Joost bewegte sich unruhig im Heu, es klang, als ob er unter Schmerzen litt.
»Joost?«
Er antwortete nicht, keuchte nur, und Betje tastete in der Dunkelheit nach ihm. Wie im Fieber lag er da, angespannt und ein Zucken unter der Haut. Besorgt rüttelte sie an ihm.
»Joost! Sag doch was!«
»Gleich vorbei«, brachte er mühsam hervor.
Die Angst, Joost könnte hier in der Scheune sterben, noch bevor es Tag wurde, fraß sich in sie hinein.
»Was kann ich tun?«
»Das darf ich nicht von dir verlangen, kleine Betje«, rang er sich ab, hörbar gequält.
Betje war den Tränen nahe. »Doch, Joost. Alles! Wenn es dir nur hilft.«
Eine Weile atmete er schwer, wie gegen einen Widerstand. Dann tastete er nach ihrer Rechten und führte sie dorthin, wo seine Haut glühte. Zu etwas, das unter ihrer Berührung zuckte und bebte, dick und hart wie eine Wurst.
Middelbeen. Piethahn. Trummelstock.
Die Begriffe, die Betje dafür aufgeschnappt hatte, jagten ihr durch den Kopf. Es konnte nicht recht sein, ihn dort anzufassen.
»So, Betje. Genau so.«
Erst sein erleichtertes Seufzen lockerte ihre verkrampften Finger; was wusste sie denn schon, von welchen Leiden ein Mann heimgesucht werden konnte. Folgsam streichelte sie ihn dort, wie er sie geheißen hatte, wie das Fell einer Katze.

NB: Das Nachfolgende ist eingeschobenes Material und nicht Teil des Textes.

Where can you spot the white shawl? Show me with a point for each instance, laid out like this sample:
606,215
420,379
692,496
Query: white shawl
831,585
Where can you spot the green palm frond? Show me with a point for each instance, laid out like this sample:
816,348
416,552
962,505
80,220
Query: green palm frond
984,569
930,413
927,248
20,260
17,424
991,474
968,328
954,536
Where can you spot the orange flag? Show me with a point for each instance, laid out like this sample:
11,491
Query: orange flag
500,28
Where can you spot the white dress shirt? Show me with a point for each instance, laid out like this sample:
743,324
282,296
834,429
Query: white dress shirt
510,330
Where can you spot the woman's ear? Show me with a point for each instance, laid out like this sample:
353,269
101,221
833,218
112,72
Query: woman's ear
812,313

»Gib mir noch mal ein Küsschen. Hier unten.«
Er packte sie im Genick und drückte ihren Kopf hinunter. Umso fester, je heftiger sie sich sträubte.
»Du wolltest doch alles für mich tun«, erinnerte er sie liebevoll.

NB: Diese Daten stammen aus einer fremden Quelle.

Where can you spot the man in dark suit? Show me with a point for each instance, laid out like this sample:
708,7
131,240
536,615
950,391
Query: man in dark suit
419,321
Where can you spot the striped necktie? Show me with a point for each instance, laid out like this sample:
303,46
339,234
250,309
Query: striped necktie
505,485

Er roch schlecht dort unten. Eklig fühlte es sich an ihrer Wange, ihrem Mund an, und er tat ihr weh. Sie bettelte darum, dass er sie losließ und alles wieder so schön war wie zuvor, und brachte dabei keinen Laut heraus. Sauer quoll es in ihrer Kehle hoch und ließ sie würgen.
»Hast du mich denn so wenig lieb?«, flüsterte er betrübt.
Natürlich hatte sie Joost lieb, niemand war je so gut und freundlich zu ihr gewesen. Betje wollte dankbar sein und ihm gehorchen und schaffte es nicht, und es riss sie beinahe entzwei.
»Ich bin doch alles, was du hast, meine kleine Betje.«
Jetzt konnte sie es fühlen. Das Böse, das aus den Winkeln der Scheune herankroch und sich zwischen ihr und Joost zusammenzog.
Betje bäumte sich auf und drosch mit ihrer Faust auf Joost ein; nicht mehr als das Strampeln eines Karnickels, das man an den Ohren hochhielt. Erst als sie sich nicht mehr anders zu helfen wusste und wahllos die Zähne in ihn grub, gab er sie aufbrüllend frei. Sein Knie rammte sich in ihren Magen, und sie kippte hintenüber. Hastig robbte und krabbelte sie durch das Heu, schlug hart auf dem Boden auf, stieß sich die Schulter, den Kopf an.
Joosts Stimme lockte und schmeichelte, fluchte und drohte. Überall gleichzeitig schien er zu sein, wohin Betje sich auch wandte, im Dunkeln herumstolperte und umhertastete; eine grausame Art, Blindekuh zu spielen.
Ein Windstoß fuhr um die Scheune und rappelte am Tor. Betje stürzte auf das klappernde Geräusch zu, dem Luftzug nach. Mit aller Kraft riss sie an den zusammengenagelten Latten, dass die Angeln kreischten, und warf sich ins Freie. Ihr lahmer Arm einmal kein totes Gewicht, sondern ein tröstlicher Strohhalm, an dem sie sich festklammerte, flog sie unter dem wolkenfinsteren Himmel dahin, in die Nacht hinaus.